Per esempio, dando forza all’azionariato popolare e a una forma gestionale pienamente autonoma, tipo Cnn, in cui i contenuti e le collaborazioni giornalistiche siano frutto di merito e non di apparentamenti clientelari. Nessuno dice, quando si parla dell’inesistenza dei così detti “editori puri”, che l’unica cosa sensata da fare con effetto immediato sia l’approvazione di una legge molto rigorosa sul conflitto d’interessi, che impedisca i monopoli informativi individuando, altresì, forme di autofinanziamento della stampa libera e indipendente attraverso la modifica del meccanismo dell’otto per mille. Non è, forse, la Libertà l’unica, vera religione laica? Se, però, tutto ciò non fa presa, viene il sospetto che questo muoversi all’unisono di forze della sinistra, che non sono mai riuscite da almeno un decennio a vincere unite una sola elezione generale, sia finalizzato alla “orbanizzazione” dei vincitori del 2022, in vista delle europee di giugno. Il senso politico, cioè, è quello di impedire alle forze conservatrici (accusate di neofascismo e, quindi, di essere una destra “impresentabile” con la quale non ci si può alleare) di unirsi ai centristi e ai popolari europei, per formare finalmente una coalizione alternativa a quella di centrosinistra, che da decenni governa l’Europa e Bruxelles, con i suoi processi lumaca e l’iperburocrazia della messa in esecuzione dei trattati.

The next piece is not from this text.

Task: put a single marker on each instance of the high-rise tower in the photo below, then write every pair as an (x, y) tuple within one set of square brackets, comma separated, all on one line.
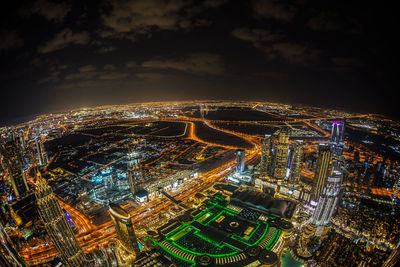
[(57, 226), (8, 255), (13, 164), (337, 133), (282, 152), (240, 161), (128, 247), (135, 174), (266, 156), (396, 185), (41, 153), (296, 162), (322, 172), (328, 199)]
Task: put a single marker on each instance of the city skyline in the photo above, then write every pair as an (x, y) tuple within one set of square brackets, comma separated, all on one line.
[(199, 133)]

Quindi, se qualcuno che si definisce convintamente un “conservatore” non ribadisce a ogni sorgere del sole di essere “antifascista”; se costui per di più intende rafforzare i poteri dell’Esecutivo con l’elezione diretta del presidente (che esiste in non pochi regimi democratici, anche in via surrettizia, dato che viene nominato premier il segretario del partito di maggioranza!), allora si tratta di qualcuno che intende tornare per via obliqua all’esecrato Ventennio. Un reietto, un parìa che deve essere allontanato dall’Olimpo di Strasburgo, per non nuocere alla creatura europea voluta dai Padri fondatori. È ora che questo meccanismo da macchina del fango sia fermato per tempo, facendo in particolare della Rai una Casa di vetro, magari introducendo una sorta di procedura di sorteggio per i conduttori di talk e di programmi popolari di grande ascolto, sul tipo di quello che si vuole adottare per il Consiglio superiore della magistratura.